En réponse à ces interrogations, un débat présidé par Slim Chaker, président de la commission économique et sociale de Nidaa Tounes, Noomen Fehri, Rapporteur adjoint au sein de la commission spéciale chargée des finances au Parlement- Afek Tounes et Slim Besbes, président de la commission spéciale chargée des finances au Parlement, a été tenu, en marge du Forum, autour de la LFC 2015, dans lequel les responsables ont été unanimes pour dire que la LFC pour l’exercice 2015 n’est pas indispensable car selon Slim Chaker, le nouveau gouvernement aura comme priorité un plan d’urgence parallèlement à un plan quinquennal. Pour élaborer ce plan quinquennal, il faut, d’après le responsable, qu’il y ait un consensus large entre toutes les parties prenantes, afin de réussir le financement de l’économie nationale et l’amélioration des investissements.
Toutefois, pour le court terme, M. Chaker a fait savoir que des mesures d’urgence s’imposent car : » si la LF 2015 est au service de ces mesures, on n’aura pas besoin d’une LFC. Sinon,nous serons acculés à la préparer en un court laps de temps », avertit-il. Et d’ajouter que si la LFC n’est pas une nécessité, par contre, le plan d’urgence des 100 premiers jours du nouveau gouvernement est prioritaire.
Pour sa part, Noomen Fehri a souligné que la LF 2015 comporte plusieurs lacunes. Cependant, il se joint à ses collègues pour dire qu’il n’est pas nécessaire de recourir à une LFC : «Il vaut mieux se pencher sur les préoccupations des entrepreneurs et des citoyens, résoudre les problèmes des projets en stand-by plutôt que de se concentrer des mois durant sur la LFC, et se baser sur le partenariat public-privé (PPP) pour exécuter les ressources budgétaires», a-t-il estimé.

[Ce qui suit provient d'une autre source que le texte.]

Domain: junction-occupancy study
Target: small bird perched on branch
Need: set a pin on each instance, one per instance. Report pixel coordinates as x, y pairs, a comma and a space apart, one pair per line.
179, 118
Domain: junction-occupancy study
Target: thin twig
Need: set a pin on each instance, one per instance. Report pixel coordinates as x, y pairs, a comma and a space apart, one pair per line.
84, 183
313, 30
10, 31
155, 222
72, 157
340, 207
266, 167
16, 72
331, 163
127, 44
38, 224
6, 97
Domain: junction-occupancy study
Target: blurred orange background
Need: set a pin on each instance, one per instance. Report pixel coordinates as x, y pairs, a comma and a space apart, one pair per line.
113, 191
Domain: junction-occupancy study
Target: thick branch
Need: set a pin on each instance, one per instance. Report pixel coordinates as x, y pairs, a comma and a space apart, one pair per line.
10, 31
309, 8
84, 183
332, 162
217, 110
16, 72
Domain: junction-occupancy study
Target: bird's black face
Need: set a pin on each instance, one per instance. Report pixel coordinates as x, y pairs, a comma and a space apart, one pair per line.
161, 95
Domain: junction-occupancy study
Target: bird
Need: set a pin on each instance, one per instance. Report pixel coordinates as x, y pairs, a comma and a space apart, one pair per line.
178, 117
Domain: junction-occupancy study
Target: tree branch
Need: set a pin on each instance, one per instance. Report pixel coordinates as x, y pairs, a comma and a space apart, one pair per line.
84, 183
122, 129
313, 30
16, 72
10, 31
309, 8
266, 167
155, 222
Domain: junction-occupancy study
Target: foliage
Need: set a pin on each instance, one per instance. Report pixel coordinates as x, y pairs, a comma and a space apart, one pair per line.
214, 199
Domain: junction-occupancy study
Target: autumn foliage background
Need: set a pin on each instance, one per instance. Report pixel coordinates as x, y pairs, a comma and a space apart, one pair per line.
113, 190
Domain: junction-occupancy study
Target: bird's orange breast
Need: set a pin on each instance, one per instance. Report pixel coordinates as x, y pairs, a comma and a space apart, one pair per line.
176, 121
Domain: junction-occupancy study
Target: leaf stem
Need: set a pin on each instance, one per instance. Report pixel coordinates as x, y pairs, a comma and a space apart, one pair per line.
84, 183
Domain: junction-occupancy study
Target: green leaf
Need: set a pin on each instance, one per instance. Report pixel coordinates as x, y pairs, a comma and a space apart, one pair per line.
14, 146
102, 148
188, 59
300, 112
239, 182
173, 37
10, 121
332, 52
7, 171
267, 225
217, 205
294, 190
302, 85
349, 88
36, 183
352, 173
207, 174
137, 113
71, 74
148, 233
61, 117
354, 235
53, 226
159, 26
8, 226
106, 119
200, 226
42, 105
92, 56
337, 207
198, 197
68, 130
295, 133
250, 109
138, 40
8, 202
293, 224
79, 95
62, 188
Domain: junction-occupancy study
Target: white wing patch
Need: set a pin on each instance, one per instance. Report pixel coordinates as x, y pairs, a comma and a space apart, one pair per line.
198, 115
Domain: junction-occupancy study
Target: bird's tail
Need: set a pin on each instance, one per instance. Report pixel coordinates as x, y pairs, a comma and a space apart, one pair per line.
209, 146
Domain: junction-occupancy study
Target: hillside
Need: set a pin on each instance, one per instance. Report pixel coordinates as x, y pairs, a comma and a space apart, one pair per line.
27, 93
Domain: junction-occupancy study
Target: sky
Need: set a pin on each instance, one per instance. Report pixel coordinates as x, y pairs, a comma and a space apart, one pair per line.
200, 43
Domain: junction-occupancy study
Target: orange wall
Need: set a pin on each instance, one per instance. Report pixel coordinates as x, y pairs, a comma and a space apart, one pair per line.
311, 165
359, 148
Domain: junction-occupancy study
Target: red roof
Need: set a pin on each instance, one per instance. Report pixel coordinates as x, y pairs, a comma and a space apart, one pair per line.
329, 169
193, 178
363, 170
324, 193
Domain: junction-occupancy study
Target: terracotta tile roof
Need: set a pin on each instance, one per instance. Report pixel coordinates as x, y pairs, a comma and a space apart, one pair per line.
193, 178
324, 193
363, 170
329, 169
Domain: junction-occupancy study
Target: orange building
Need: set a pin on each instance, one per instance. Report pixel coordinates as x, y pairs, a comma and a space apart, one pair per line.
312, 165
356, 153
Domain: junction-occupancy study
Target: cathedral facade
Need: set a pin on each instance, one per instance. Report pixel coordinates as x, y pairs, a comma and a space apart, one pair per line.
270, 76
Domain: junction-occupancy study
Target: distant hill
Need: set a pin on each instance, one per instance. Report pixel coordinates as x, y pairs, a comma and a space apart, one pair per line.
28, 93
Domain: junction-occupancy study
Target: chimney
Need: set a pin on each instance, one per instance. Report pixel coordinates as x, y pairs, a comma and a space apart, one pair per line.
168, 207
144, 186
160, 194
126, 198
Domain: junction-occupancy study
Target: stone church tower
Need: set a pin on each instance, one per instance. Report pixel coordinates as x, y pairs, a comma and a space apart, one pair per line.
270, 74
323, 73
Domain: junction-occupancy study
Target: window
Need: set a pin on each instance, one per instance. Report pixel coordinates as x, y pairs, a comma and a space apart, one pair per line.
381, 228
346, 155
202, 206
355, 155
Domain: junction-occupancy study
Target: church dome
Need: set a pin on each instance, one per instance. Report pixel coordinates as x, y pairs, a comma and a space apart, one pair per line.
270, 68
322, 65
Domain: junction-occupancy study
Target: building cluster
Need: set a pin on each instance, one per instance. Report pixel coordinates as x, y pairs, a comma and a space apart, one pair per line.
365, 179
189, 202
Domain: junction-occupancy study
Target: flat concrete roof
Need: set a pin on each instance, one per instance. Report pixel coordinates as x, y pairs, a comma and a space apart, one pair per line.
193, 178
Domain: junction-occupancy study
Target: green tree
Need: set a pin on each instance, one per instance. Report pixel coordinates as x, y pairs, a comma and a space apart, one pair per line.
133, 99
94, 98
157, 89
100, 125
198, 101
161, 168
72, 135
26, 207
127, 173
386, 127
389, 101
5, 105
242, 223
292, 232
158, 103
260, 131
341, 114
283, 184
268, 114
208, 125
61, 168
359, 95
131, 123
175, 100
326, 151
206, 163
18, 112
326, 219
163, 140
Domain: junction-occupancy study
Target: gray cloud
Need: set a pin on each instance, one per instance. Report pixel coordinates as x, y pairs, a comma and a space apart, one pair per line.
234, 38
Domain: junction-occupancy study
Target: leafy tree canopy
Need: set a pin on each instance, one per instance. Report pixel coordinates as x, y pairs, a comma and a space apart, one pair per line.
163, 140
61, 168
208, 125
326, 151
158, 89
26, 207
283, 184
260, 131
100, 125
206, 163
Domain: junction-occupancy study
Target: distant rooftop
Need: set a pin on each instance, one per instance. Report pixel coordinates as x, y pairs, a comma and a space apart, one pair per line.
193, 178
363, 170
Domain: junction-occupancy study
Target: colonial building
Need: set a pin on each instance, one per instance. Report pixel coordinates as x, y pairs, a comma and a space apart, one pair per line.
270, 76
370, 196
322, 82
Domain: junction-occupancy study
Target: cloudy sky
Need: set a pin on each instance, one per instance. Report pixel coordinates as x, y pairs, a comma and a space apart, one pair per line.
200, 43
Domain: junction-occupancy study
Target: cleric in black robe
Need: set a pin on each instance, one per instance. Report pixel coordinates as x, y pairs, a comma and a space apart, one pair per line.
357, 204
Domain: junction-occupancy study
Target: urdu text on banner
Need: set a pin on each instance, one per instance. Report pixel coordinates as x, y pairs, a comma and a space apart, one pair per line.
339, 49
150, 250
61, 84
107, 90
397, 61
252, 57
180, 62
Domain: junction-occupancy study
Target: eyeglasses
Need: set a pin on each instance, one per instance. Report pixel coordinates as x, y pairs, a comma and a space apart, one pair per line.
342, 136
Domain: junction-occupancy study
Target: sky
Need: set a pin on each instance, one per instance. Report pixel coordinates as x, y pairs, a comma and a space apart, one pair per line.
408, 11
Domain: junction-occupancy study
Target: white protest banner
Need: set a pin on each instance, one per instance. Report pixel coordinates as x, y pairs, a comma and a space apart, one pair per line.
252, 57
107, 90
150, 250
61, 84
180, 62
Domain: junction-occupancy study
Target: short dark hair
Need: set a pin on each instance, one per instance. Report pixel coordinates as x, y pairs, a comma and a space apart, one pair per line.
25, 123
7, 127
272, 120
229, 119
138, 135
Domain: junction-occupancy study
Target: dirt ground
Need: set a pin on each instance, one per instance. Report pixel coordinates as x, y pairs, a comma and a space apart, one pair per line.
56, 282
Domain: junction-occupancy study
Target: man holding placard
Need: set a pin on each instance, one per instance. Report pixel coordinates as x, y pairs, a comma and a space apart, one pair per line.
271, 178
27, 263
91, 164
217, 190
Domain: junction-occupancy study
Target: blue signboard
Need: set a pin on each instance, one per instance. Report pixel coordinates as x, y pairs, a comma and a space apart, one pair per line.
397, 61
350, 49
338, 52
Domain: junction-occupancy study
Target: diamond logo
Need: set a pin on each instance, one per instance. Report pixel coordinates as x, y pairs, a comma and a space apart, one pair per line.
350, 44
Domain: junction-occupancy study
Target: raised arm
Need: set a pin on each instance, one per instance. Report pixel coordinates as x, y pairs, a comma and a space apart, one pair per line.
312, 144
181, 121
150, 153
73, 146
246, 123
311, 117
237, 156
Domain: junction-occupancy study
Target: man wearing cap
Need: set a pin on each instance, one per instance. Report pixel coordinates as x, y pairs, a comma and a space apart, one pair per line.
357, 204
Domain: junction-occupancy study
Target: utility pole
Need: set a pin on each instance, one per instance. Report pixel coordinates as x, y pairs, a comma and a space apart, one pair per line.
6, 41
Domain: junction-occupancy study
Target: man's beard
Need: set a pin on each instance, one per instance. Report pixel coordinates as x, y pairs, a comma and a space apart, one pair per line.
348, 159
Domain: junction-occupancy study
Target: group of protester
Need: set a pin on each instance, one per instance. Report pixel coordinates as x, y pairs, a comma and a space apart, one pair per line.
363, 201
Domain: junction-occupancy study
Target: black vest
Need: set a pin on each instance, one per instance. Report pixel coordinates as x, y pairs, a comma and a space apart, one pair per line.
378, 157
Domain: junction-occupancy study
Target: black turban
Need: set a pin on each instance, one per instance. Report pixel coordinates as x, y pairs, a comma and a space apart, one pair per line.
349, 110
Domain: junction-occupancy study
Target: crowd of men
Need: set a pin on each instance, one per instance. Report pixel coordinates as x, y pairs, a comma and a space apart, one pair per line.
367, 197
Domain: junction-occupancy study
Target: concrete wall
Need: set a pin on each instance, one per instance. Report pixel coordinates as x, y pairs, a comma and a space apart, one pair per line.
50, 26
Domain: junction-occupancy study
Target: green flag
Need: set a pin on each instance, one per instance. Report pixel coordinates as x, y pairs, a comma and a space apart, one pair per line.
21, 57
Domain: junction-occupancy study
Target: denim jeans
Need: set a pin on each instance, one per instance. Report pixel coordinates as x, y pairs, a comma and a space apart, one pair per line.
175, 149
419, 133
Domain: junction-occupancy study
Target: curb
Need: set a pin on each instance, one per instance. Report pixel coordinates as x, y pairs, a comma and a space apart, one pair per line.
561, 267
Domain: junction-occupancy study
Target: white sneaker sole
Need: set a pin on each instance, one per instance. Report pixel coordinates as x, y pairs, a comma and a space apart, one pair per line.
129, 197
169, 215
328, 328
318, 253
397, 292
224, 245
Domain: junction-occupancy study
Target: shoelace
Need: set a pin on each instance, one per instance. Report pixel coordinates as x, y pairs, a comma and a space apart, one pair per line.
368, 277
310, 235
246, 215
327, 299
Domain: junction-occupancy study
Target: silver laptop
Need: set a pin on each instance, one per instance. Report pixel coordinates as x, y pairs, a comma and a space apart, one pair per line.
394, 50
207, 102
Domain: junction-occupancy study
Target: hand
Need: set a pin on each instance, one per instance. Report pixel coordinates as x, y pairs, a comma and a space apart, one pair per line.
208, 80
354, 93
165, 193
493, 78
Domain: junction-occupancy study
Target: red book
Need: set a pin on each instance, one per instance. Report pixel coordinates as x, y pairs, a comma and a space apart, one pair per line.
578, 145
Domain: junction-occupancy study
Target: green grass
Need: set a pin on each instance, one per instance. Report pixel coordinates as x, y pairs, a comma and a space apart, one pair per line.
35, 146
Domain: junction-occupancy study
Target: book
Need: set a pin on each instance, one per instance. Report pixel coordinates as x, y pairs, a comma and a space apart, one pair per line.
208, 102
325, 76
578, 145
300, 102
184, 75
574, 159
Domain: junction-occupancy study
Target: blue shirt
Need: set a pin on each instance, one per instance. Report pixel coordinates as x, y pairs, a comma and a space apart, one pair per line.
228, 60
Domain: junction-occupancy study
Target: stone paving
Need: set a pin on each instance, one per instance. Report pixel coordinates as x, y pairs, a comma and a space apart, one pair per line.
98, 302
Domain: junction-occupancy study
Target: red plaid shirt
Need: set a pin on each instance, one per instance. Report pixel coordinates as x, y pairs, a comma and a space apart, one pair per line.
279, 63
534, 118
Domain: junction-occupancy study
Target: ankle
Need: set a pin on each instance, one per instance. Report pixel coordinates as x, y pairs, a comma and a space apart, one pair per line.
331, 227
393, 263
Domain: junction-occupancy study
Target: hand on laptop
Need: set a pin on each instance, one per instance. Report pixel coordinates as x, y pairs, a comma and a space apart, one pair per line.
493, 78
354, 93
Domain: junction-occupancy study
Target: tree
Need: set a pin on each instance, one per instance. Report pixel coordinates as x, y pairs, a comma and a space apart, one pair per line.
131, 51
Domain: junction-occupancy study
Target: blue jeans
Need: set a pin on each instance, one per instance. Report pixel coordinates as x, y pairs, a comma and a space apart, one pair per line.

Il a martelé que le plan quinquennal est tout aussi important, dans cette phase, que la LFC, «parce qu’on peut opter pour des ajustements simples, notamment au niveau de l’énergie. On doit plutôt simplifier et prendre une décision pour la fiscalité afin de créer la richesse». Le responsable n’a pas manqué de dire que son parti est très pragmatique et a une vision socioéconomique basée sur des mesures d’urgence, telles que le PPP, le tourisme et une loi pour lutter contre le problème des déchets.
Quant à Slim Besbes, il a fait savoir que la LF est un instrument des prévisions des recettes et des dépenses. Il s’agit, selon ses propos, d’un ensemble de fonctions économique, sociale, structurelle et conjoncturelle. «Ce sens de la LF a été perdu ou amputé depuis la révolution, notamment au niveau de la fonction structurelle. Et on n’a gardé que la fonction financière conjoncturelle, afin de répondre aux pressions économiques et sociales pour parer au plus pressé».
Pour le budget 2015, ayant également une fonction financière, un ensemble de prévisions ont été établies sur la base des indicateurs économiques, dont la conjoncture des mois d’août et septembre 2014, prévoyant une stabilisation. » Malheureusement, l’aspect volontariste lié par la politique conjoncturelle n’a pas été clair, mais le défi relevé a été de présenter un cadre économique général pour l’exercice 2015 au nouveau gouvernement « , a-t-il affirmé.
Il a fait savoir, en outre, que La LFC est devenue, ces dernières années, une tradition, ayant pour but d’actualiser la conjoncture vu les dépenses non prévues ou non réparties. Mais si on est dans la phase d’un aménagement comptable, on peut le faire même en fin d’année dans le cadre de la LF 2016.
De ce fait, «le budget sera un véritable plan d’articulation parallèlement au plan quinquennal », a conclu Slim Besbes.